Diminuiscono le ore dedicate alla finanza, aumentano quelle per chi soffre. Fino al giorno in cui lascia definitivamente il mondo del denaro inteso solo come mezzo per arricchirsi, servire se stessi, acquisire potere. E dopo un periodo in Italia, precisamente ad Assisi, rientra definitivamente in Florida per dedicarsi completamente alla mission che Dio ha preparato per lui. La vicinanza spirituale con i detenuti spesso diventa amicizia, condivisione, assistenza anche nell’ultima fase, quella dell’esecuzione, dell’iniezione letale. Il lavoro di Susan sua moglie è fondamentale. «Lei si prende cura dei familiari di chi deve morire: mogli e figli dei giustiziati vengono a dire addio al loro caro negli ultimi istanti della vita. E, spesso, questo momento è straziante e lo è ancor di più se il condannato è innocente ed è destinato alla Casa della Morte perché non ha la forza economica di difendersi», aggiunge Dale. Susan non segue solo i parenti dei detenuti, sta vicino anche a quelli delle vittime. E la cosa sorprendente è che queste due famiglie nella maggior parte dei casi fanno amicizia perché il loro dolore li rende fratelli. Non solo: quasi sempre si battono per evitare che il condannato sia giustiziato. «Il lavoro più difficile per Susan è all’inizio quando le vittime dei crimini si chiudono in un silenzio carico di rabbia e fanno “muro” perché pietrificate dal dolore». 

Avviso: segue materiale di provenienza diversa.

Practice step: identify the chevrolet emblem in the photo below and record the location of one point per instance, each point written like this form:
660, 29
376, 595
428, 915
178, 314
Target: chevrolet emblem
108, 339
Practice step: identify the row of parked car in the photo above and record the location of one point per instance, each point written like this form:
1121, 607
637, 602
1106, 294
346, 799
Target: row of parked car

«Anche i miei figli che ora hanno 27 e 42 anni da tempo collaborano all’attività mia e di mia moglie aiutandoci per esempio a Natale a preparare i pacchi regalo e i biglietti d’auguri per i condannati e i loro familiari. Tutti noi genitori speriamo che i nostri figli ereditino le parti migliori di noi: mia moglie e io siamo benedetti perché i nostri ragazzi hanno una grande dedizione per questi assistiti. Sono quasi sempre loro disponibili a preparare il pranzo per le famiglie in lutto, a consolarle e confortarle in quel momento così difficile. Né io né Susan siamo eroi: semplicemente Dio agisce attraverso di noi. Ed è il Signore a darmi la forza di stare vicino ai giustiziati nel momento dell’esecuzione». 

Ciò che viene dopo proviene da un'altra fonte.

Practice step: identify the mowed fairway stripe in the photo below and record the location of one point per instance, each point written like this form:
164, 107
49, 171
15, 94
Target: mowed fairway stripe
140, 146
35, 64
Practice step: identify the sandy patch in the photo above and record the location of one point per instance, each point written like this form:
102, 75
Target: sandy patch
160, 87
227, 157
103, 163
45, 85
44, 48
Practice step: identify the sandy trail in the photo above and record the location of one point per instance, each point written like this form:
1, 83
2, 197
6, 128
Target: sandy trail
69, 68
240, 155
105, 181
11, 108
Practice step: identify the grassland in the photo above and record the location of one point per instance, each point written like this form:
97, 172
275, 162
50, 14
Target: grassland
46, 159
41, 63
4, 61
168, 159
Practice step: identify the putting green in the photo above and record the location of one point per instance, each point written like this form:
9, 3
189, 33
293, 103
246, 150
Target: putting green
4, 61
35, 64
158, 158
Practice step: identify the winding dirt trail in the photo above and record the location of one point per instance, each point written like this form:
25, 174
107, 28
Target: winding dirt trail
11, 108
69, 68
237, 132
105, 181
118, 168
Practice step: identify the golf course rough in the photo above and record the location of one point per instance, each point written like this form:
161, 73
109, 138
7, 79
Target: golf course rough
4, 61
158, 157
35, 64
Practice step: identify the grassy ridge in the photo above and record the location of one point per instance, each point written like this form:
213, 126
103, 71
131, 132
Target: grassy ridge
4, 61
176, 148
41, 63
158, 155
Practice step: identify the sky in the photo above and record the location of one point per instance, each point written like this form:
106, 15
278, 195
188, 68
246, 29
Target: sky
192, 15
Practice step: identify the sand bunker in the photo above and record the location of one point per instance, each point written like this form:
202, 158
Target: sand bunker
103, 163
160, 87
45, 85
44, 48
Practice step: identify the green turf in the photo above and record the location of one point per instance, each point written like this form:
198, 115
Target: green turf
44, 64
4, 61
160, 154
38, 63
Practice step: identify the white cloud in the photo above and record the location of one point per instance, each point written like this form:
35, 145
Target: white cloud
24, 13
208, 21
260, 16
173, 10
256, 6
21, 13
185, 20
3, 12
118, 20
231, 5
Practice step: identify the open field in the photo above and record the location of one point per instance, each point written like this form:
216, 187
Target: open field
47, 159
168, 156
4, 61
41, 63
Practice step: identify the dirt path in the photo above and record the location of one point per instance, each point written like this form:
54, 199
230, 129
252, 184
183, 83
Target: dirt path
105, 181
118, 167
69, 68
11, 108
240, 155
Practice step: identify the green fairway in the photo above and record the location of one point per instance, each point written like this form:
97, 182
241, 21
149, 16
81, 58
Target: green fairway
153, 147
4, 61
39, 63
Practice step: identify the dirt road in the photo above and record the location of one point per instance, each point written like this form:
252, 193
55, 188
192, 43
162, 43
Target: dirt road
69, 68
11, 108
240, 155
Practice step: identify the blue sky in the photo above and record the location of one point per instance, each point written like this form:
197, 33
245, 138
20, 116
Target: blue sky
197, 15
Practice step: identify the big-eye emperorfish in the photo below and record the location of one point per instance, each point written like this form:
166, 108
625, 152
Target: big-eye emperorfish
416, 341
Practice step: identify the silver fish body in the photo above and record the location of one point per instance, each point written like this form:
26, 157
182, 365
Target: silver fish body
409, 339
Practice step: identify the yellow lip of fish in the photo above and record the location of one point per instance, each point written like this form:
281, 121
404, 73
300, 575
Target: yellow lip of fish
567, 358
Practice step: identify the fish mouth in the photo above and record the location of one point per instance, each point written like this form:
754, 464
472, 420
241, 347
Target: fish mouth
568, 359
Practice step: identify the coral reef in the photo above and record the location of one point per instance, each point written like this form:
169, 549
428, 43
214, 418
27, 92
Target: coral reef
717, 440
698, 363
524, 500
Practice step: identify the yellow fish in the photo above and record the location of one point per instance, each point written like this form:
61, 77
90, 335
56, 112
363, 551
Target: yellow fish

Dale non dimenticherà mai l’agonia di Angel Diaz, un portoricano innocente che insegnava agli altri detenuti a cantare. Lo ha fatto fino all’ultimo. La sua esecuzione è stata davvero una tortura durata più di mezz’ora perché il veleno non riusciva ad agire. «In quel momento», dice Dale Recinella, «non ho sentito la voce di Dio. Per molto tempo, in seguito a questo fatto, mi sono interrogato chiedendomi perché una società “normale” debba far morire le persone così. Dale non ha trovato la risposta a questa domanda. Ma riscopre, ogni giorno, la forza di continuare il suo lavoro di assistenza  spirituale ed emotiva ai giustiziati pensando alle preghiere che i condannati recitano prima dell’esecuzione. Spesso riascolta nella mente il loro grido silenzioso, lo stesso di Gesù sulla Croce: «Padre perdona loro perché non sanno quello che fanno». Dale Recinella è sicuro: Dio in quel momento è lì, nella Casa della Morte, vicino al condannato.